Christoph Neuberger, a professor at the Free University of Berlin, stated that while the SPR website attempts to present its message as objective and neutral, it is clearly political, and its content is pseudoscientific ("pseudowissenschaftlich").

Stephan Russ-Mohl, professor of journalism and media management at the Università della Svizzera italiana, considers the articles on the SPRS to themselves serve as propaganda, rather than being serious research on the subject. He has noted that the anonymity of the website creates doubts over the reliability and authenticity of its research, particularly in a country such as Switzerland, which has full freedom of its press.

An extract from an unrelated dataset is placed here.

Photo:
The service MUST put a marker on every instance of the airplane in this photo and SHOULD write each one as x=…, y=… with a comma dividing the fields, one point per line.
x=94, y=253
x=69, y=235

=== Substantive allegations related to COVID-19===
====Hydroxychloroquine and ivermectin====
As recently as April 2021, Swiss Policy Research recommended the use of hydroxychloroquine, and ivermectin for the treatment and prevention of COVID-19 despite neither ivermectin or hydroxychloroquine showing clear evidence of efficacy in the treatment or prevention of COVID-19.

====Mask mandates====
A graph produced by Swiss Policy Research plotting daily new COVID-19 cases was circulated widely with the claim that "mask mandates may have actually spread COVID-19." When reached by Reuters for comment, SPR said that the social media posts misrepresented their analysis and that they "do not claim or suggest that masks increase cases, nor do we suggest people shouldn't wear masks."

Some pages on the SPR site have previously claimed that, "There is still little to no scientific evidence for the effectiveness of cloth face masks in healthy and asymptomatic individuals. Experts warn that such masks may interfere with normal breathing and may become 'germ carriers' if used repeatedly." this claim appears to have been removed after it was debunked by Health Feedback.

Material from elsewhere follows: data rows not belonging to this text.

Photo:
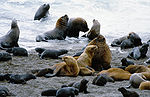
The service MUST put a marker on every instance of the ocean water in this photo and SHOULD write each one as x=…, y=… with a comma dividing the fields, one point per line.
x=117, y=18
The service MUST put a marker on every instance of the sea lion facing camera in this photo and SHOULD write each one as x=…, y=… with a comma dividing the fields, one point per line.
x=57, y=33
x=102, y=56
x=11, y=38
x=42, y=12
x=95, y=30
x=75, y=25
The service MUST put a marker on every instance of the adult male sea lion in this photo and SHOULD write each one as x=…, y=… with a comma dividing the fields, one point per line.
x=75, y=25
x=42, y=12
x=57, y=33
x=11, y=38
x=94, y=31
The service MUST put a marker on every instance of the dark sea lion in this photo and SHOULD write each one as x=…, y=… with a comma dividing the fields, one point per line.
x=52, y=53
x=18, y=51
x=75, y=25
x=102, y=57
x=99, y=80
x=117, y=42
x=67, y=92
x=11, y=38
x=127, y=93
x=81, y=86
x=94, y=31
x=4, y=56
x=49, y=92
x=59, y=32
x=42, y=12
x=4, y=92
x=19, y=79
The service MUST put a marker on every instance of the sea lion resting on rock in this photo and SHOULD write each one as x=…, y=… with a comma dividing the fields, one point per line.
x=94, y=31
x=75, y=25
x=59, y=32
x=145, y=85
x=85, y=60
x=127, y=93
x=139, y=52
x=102, y=56
x=136, y=79
x=46, y=53
x=42, y=12
x=116, y=73
x=18, y=51
x=11, y=38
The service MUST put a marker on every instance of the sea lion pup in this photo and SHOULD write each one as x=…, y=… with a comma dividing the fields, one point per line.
x=19, y=79
x=42, y=12
x=95, y=30
x=81, y=86
x=47, y=53
x=117, y=42
x=18, y=51
x=102, y=56
x=67, y=68
x=137, y=69
x=75, y=25
x=127, y=93
x=139, y=52
x=145, y=85
x=85, y=60
x=136, y=79
x=67, y=92
x=116, y=73
x=4, y=92
x=57, y=33
x=11, y=38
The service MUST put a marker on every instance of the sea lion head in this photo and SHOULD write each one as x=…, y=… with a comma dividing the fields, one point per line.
x=14, y=23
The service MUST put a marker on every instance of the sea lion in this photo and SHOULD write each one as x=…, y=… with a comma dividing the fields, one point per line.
x=139, y=52
x=136, y=79
x=42, y=12
x=67, y=92
x=19, y=79
x=81, y=86
x=137, y=69
x=85, y=60
x=116, y=73
x=4, y=92
x=99, y=80
x=47, y=53
x=117, y=42
x=4, y=56
x=127, y=93
x=145, y=85
x=94, y=31
x=11, y=38
x=75, y=25
x=59, y=32
x=18, y=51
x=67, y=68
x=102, y=56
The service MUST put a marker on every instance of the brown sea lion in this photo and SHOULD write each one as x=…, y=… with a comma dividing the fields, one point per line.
x=102, y=56
x=94, y=31
x=42, y=12
x=75, y=25
x=57, y=33
x=85, y=60
x=145, y=85
x=116, y=74
x=137, y=69
x=67, y=68
x=11, y=38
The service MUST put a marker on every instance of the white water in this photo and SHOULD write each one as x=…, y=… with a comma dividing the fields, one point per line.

====Lethality of COVID-19====
An article on the Swiss Policy Research site claims "The overall lethality of COVID-19 (IFR) is about 0.1% to 0.3% and thus in the range of a severe influenza"; this claim is not accurate but has been cited by people like Jim Corr to support that COVID-19 is just like the seasonal flu. A meta-analysis indicated that the overall IFR of the disease across populations is 0.68% (0.53–0.82%). In another study the CDC estimated the crude infection fatality rate (IFR) for the U.S. as 0.7%, and noted that the U.S. experienced 2,801,439 deaths, 22.9% more than expected (522,368 excess deaths) in 2020 with COVID-19 accounting for at least 72.4% (378,194) of those excess deaths.